Un gamin a voulu poignarder sa prof.
Il a raté. Il s’est planté lui-même.
C'est tragique de bout en bout.
Une prof de 66 ans qui enseigne encore. Rien que ça, déjà, c’est insupportable. Elle devrait être en train de profiter d’une retraite bien méritée, pas à se prendre la faillite des institutions en pleine figure. Parce que c’est bien de ça qu’il s’agit : une faillite, massive, prolongée, et qu’on repeint à chaque drame avec la même peinture écaillée.
Ici on sort la carte de l'enfance malheureuse et c'est vrai qu'avant de péter son câble, avant de se réfugier derrière la svastika, le minot, il avait morflé. Or soyons honnêtes : si le gosse avait été musulman, et tout aussi frappadingue, on n’aurait pas eu droit au chœur compassionnel. Pas d’« enfance malheureuse », pas de « système défaillant ». On aurait eu droit au combo habituel : la menace, l’ennemi intérieur, le danger pour la République. C’est là qu’on voit la hiérarchie des excuses et le nuancier épidermique.
Reste le fond du problème : la santé mentale des mômes. On se contente de bricoler deux heures de « sensibilisation » et quelques cellules d’écoute en catastrophe après le drame.
Alors que la génération actuelle est plongée dans un bain d’anxiété que les boomers n’ont jamais connu. Les mêmes boomers qui, bien planqués dans leurs pavillons payés au prix d’un tricot, viennent vous expliquer que c’est la faute aux parents et à l'immigration.
Alors que tout concourt à broyer les gamins : climat, guerre, réseaux sociaux saturés de violence, école transformée en usine à cases. Et une psy scolaire pour mille élèves, quand elle n’est pas en burn-out.
Pendant ce temps, les écoles privées, grasses de subventions publiques, se permettent de refuser les filles dans leurs lycées ou d’encourager la prière en classe comme ce bahut vendéen.
Autrement dit, elles sucent le fric du public, notre putrin de fric ou plutôt ce qui nous reste après que les ultrariches se soient gavés, pour s’asseoir tranquillement sur la laïcité et l’égalité, le tout en se drapant dans leur vertu de « choix éducatif ».

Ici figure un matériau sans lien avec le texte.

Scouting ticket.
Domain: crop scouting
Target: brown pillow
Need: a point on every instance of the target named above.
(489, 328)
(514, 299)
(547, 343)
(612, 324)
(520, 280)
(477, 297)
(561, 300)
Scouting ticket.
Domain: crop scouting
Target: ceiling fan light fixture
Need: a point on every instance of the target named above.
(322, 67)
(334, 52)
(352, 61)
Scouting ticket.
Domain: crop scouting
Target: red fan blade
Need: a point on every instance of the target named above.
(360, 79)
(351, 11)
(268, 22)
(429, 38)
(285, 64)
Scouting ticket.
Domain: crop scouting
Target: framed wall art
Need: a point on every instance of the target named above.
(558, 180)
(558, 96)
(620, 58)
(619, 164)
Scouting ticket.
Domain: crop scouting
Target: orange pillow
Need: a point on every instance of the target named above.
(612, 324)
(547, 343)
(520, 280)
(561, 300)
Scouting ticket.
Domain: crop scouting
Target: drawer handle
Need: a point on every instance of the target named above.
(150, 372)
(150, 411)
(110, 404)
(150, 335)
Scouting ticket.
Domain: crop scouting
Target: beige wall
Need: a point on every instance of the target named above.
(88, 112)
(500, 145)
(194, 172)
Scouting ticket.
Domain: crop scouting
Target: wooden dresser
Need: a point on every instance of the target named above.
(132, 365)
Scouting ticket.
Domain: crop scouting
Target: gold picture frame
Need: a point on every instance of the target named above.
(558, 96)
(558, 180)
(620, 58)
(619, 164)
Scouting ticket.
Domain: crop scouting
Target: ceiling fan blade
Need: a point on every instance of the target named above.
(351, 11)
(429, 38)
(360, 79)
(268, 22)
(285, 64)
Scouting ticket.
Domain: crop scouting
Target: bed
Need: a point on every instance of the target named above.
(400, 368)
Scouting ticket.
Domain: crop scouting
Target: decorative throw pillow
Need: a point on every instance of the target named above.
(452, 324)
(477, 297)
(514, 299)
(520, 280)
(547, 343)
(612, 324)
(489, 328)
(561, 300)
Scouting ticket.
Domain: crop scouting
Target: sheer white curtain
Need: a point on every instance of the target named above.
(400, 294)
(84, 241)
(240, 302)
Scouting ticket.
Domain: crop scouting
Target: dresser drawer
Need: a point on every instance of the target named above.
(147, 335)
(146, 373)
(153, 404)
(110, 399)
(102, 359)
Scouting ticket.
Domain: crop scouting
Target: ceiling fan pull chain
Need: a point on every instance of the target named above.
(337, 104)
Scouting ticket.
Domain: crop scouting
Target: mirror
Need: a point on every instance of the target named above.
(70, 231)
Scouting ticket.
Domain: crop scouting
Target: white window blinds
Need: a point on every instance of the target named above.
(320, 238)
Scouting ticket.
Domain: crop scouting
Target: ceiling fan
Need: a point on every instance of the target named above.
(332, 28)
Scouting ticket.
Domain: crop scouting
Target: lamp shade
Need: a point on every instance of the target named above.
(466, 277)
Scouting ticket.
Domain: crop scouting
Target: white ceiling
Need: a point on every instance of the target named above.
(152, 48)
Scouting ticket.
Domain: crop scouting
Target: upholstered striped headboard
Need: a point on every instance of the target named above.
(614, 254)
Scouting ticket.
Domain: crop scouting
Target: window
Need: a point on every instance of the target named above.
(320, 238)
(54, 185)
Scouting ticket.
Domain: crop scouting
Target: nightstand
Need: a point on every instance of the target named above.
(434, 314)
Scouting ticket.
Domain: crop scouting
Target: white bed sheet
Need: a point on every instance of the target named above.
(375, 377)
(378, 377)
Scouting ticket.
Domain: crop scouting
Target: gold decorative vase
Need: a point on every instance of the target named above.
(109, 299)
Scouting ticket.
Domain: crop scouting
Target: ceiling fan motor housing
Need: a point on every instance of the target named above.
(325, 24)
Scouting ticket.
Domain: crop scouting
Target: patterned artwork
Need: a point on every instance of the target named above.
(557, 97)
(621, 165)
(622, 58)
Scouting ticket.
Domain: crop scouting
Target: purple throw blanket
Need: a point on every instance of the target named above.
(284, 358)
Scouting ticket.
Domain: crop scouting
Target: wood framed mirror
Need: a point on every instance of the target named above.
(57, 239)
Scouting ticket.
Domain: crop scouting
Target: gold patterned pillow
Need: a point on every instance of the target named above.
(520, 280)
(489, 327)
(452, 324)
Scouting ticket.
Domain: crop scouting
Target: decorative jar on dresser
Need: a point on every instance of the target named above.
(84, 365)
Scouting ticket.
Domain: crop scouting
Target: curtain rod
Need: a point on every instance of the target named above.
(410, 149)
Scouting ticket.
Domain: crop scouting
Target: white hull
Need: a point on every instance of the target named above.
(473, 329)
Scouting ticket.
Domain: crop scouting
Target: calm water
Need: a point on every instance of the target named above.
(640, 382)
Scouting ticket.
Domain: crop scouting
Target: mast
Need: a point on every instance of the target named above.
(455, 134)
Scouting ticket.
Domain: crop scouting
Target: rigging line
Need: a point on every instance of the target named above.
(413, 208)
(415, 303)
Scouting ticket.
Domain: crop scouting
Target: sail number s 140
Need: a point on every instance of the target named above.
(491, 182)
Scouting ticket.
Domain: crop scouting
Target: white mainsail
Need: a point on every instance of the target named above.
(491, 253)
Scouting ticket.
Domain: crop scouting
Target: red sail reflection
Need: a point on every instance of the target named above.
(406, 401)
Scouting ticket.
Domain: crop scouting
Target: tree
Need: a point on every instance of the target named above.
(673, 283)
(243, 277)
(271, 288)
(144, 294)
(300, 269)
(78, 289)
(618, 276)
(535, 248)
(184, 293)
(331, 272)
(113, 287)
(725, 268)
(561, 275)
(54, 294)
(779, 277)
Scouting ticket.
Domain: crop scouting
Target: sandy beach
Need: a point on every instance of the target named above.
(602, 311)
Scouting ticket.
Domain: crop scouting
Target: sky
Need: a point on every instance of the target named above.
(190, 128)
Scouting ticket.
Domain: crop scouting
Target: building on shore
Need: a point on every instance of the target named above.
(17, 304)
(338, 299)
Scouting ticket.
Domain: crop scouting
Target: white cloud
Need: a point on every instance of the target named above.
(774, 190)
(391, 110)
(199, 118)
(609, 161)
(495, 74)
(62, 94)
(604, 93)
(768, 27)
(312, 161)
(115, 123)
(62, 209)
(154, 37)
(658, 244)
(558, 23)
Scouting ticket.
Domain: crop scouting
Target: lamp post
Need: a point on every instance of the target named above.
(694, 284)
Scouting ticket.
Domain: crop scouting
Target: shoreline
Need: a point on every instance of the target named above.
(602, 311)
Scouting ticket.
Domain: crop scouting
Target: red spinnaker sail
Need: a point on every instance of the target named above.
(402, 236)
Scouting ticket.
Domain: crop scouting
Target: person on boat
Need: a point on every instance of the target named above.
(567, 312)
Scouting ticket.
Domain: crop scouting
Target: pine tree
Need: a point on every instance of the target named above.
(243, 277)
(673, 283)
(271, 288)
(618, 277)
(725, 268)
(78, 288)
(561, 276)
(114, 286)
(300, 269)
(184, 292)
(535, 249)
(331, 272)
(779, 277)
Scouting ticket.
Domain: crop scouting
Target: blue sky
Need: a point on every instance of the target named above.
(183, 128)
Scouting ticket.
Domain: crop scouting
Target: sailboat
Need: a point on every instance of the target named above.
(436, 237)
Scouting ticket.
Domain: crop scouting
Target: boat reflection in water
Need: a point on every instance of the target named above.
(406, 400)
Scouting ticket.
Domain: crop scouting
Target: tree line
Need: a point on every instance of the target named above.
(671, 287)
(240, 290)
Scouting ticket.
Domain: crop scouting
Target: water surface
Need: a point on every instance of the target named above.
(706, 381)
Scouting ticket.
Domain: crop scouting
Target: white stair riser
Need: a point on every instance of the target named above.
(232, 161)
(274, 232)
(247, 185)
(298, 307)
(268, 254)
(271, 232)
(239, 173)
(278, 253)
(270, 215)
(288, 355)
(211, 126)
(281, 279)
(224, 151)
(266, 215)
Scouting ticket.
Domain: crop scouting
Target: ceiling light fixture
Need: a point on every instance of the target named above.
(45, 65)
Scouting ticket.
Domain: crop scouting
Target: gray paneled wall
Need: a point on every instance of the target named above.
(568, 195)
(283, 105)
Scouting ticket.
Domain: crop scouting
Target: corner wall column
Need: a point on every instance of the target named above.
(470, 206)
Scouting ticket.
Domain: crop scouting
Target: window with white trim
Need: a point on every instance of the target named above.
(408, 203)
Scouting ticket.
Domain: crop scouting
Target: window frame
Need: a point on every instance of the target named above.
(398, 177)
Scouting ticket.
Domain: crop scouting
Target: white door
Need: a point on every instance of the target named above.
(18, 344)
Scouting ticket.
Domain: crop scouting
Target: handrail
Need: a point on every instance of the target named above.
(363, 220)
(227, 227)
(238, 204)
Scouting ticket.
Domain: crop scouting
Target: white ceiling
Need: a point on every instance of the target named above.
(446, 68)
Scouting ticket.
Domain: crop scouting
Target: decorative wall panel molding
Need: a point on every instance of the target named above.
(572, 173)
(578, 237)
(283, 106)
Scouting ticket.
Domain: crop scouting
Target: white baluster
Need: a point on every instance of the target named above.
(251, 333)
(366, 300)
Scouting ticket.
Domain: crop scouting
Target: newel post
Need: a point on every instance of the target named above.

Et après ça, on viendra encore nous chanter que « l’école tient debout ». Debout, oui, comme une baraque pourrie rafistolée au chatterton. Les profs tiennent au café, les gosses aux cachetons, et tout le monde fait semblant que ça roule. Mais ça pue la moisissure, ça craque de partout, et il suffirait d’un pet de travers pour que tout explose, la preuve.
Et personne ne bouge, parce que la main qu’il faudrait tendre a déjà été bradée pour combler le déficit, lui-même creusé par les cadeaux mirifiques faits aux ultra riches.
Résultat, l’école crève pendant que les yachts se payent des piscines et des ponts supplémentaires.